The Angel of Christmas

A/N: Merry Christmas, everyone, and Happy Holidays! Today, one year ago, is the day when I received the best friend I have ever had (angelbud2233). She has been the most amazing, trusting, loving, wonderful person I have ever had the privilege of knowing. I wrote this story for her. I hope she enjoys it. And because it's about our two favorite characters, I hope that you all will enjoy it as well. Welcome to The Angel of Christmas.

Disclaimer: I don't claim anything.

Summary: We were all each other had, to start off. And maybe we would have been better off that way. Because now we are at a precious time period where we don't know how we're going to live our lives.

The Angel of Christmas


For many, Christmas is about presents. For others, it is about religion. For me? It is about you.

You know my darkest fears

You know my scariest dream

You've been here through the years

We're known as the dream team

I've never had someone this close to me before

I've never known of this friendship, my life seemed to lack

I've always been able to say this, so now I say it once more

I love you, Sirius Black

It was years ago today, that you became my best friend. Do you remember? We were only kids then. Foolish, naïve, just trying to get by. We hadn't paved a path yet. We didn't have a group. Our names were not known. We were simple first years. There was no Padfoot and Prongs, no Marauder's Map, no castle adventures. We were just two curious first years, Sirius Black and James Potter.

We were all each other had, to start off. And maybe we would have been better off that way. Because now we are at a precious time period where we don't know how we're going to live our lives. Lily is in the kitchen making us breakfast. You and I are in the living room and you're playing with Harry, smiling broadly as you tickle him. You grin at me when a giggle erupts from Harry's lips.

I'm sitting here thinking about my life. To what extent I have fully lived. Have I loved enough? Have I needed you too much? Was I ever too dependent on you Padfoot? Did I ever take more than I was offered? And… I'm not sure Lily knows to full extent how our relationship has grown. How we met, as though from two different worlds; a Potter and a Black. But those worlds quickly collided.

We had everything with each other. Laughter, tears, heart ache, pain, death, loss, betrayal… betrayal. I can feel it coming. I don't feel safe anymore, Padfoot. But I can't tell you. Not today. It's Harry's first Christmas. It's our ten year. It's been three years since Lily agreed to go out with me. I can't damper the mood, but it doesn't stop the sickly feeling I get in my stomach whenever I see you.

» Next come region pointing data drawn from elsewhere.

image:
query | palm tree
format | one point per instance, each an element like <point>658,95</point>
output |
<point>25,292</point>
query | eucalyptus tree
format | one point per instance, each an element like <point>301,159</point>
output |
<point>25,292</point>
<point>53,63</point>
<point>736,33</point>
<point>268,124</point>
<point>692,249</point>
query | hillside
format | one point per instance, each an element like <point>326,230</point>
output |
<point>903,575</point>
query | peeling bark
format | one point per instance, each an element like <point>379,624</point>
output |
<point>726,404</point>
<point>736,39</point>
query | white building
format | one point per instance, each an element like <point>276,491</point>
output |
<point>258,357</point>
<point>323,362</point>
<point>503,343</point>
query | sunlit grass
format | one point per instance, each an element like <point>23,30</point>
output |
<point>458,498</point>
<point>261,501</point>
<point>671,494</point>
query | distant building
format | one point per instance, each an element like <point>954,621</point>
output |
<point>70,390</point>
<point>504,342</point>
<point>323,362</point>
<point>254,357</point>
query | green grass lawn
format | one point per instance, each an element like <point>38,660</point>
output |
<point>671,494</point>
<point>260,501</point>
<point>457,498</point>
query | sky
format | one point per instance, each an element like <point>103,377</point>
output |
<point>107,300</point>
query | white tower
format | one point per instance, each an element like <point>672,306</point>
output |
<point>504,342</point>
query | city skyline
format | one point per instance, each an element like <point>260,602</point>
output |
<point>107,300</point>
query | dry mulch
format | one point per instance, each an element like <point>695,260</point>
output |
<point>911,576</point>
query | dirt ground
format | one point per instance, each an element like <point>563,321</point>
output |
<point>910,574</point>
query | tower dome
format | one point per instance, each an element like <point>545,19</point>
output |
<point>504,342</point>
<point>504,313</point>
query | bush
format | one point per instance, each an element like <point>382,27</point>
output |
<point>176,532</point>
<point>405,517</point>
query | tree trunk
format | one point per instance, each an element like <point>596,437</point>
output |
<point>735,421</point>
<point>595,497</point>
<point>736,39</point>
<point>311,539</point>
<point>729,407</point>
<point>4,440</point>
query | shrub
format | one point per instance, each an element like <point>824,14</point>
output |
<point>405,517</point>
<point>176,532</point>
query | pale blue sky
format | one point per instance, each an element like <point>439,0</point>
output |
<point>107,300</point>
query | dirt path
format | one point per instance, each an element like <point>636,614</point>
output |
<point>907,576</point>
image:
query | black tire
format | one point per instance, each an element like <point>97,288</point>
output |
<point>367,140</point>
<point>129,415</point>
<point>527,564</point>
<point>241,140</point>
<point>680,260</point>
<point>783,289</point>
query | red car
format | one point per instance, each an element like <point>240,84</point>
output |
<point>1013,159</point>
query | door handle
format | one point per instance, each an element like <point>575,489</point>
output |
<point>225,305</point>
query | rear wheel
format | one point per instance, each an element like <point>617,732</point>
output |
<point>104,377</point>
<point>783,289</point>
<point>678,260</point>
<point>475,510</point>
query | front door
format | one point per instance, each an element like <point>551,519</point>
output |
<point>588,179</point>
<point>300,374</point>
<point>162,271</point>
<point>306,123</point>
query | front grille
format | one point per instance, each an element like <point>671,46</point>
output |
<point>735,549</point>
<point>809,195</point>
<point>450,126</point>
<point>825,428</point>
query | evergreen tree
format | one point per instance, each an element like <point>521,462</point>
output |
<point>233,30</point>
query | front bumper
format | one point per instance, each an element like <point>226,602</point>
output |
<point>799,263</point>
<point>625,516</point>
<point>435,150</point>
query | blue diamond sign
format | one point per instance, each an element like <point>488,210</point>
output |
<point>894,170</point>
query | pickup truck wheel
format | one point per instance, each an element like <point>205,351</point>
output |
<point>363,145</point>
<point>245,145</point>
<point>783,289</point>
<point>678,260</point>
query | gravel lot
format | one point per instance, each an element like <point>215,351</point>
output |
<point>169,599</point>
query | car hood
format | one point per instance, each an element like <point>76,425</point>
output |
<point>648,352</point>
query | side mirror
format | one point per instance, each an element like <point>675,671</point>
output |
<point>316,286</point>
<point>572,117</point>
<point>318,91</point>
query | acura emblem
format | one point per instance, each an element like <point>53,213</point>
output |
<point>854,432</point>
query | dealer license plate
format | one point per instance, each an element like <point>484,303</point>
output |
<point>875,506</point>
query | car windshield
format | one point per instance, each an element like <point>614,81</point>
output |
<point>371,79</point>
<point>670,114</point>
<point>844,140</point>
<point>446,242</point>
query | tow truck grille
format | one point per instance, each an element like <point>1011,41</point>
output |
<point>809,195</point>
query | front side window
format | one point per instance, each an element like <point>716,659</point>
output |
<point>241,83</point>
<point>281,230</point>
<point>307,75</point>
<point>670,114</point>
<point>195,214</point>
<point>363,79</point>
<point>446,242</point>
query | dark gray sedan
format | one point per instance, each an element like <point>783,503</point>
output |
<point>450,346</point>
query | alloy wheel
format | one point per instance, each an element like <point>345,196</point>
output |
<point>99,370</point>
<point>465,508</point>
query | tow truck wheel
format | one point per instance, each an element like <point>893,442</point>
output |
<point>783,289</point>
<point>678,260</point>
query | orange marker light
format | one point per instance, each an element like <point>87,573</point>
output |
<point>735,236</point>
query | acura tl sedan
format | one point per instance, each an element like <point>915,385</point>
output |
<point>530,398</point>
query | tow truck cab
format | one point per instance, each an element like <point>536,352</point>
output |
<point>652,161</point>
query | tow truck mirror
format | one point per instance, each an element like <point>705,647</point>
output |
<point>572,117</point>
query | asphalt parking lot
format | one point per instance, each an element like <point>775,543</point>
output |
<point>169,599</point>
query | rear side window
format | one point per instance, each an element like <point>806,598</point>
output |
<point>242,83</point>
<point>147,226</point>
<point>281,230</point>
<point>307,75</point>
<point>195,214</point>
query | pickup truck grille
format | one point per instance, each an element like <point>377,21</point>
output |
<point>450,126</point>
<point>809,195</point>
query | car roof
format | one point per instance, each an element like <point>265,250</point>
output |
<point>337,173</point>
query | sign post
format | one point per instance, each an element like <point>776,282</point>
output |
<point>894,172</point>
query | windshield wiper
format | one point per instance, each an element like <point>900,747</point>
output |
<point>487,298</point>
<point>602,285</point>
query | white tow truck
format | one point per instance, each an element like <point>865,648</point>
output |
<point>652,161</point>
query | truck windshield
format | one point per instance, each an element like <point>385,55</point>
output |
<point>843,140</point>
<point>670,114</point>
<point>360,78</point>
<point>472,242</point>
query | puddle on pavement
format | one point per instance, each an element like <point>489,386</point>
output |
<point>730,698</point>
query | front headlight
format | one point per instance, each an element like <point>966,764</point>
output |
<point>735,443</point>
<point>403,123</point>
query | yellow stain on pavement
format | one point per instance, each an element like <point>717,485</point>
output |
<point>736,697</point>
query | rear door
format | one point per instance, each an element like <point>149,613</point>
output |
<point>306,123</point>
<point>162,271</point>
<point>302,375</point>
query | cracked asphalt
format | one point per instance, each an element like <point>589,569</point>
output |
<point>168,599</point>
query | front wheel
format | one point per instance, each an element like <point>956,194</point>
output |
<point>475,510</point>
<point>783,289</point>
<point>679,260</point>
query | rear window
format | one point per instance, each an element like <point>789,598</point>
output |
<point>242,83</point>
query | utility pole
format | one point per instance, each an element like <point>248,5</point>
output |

Because you are everything to me, Padfoot. You are the world rolled into one. You know what to say, and you know when to stay. You've helped me through everything and you know things that even Lily does not know. You know all of my horrid memories. You, and you alone, know that I've named my son Harry because of my younger brother who was killed by Voldemort. You're the only one who knows.

…You never took pity on me when I told you about my brother. You never take pity on me, now that I think about it. I thank you for that. You are there for me, but you are firm. You are strong when I need you to be most. You are my rock, and you make me stronger every day. I love you. Like brothers are supposed to love each other. Like family of the closest kind.

We've been best friends ten years today. Ten years. I have never spent this day without you. I promise you the only thing that will keep me from being your best friend, and seeing you on Christmas, ismy death.

Sirius stopped reading immediately and sank to his knees. He wailed softly, pounding his fists along the cold floor of Grimmauld Place. He tried to cry softer… someone would hear, someone would come. But nobody ever did. Nobody knocked on the door to ask what was wrong. Nobody noticed the tears that were staining his face.

Except, perhaps, one particular angel in Heaven.

And if Sirius would have read the last paragraph of the journal entry, maybe some things would have changed.

If I die before you do, I will go to Heaven and make sure that every Christmas it snows. I will go to Heaven—and on Christmas day, when it snows, remember that I'm sending you your favorite of all weather. The weather we built memories in; endless memories, Padfoot. I'll remind you, with every snow flake that you see, that I love you, and I always, always will.

For if Sirius would have read that, he would have noticed that it was snowing lightly, outside his bedroom window.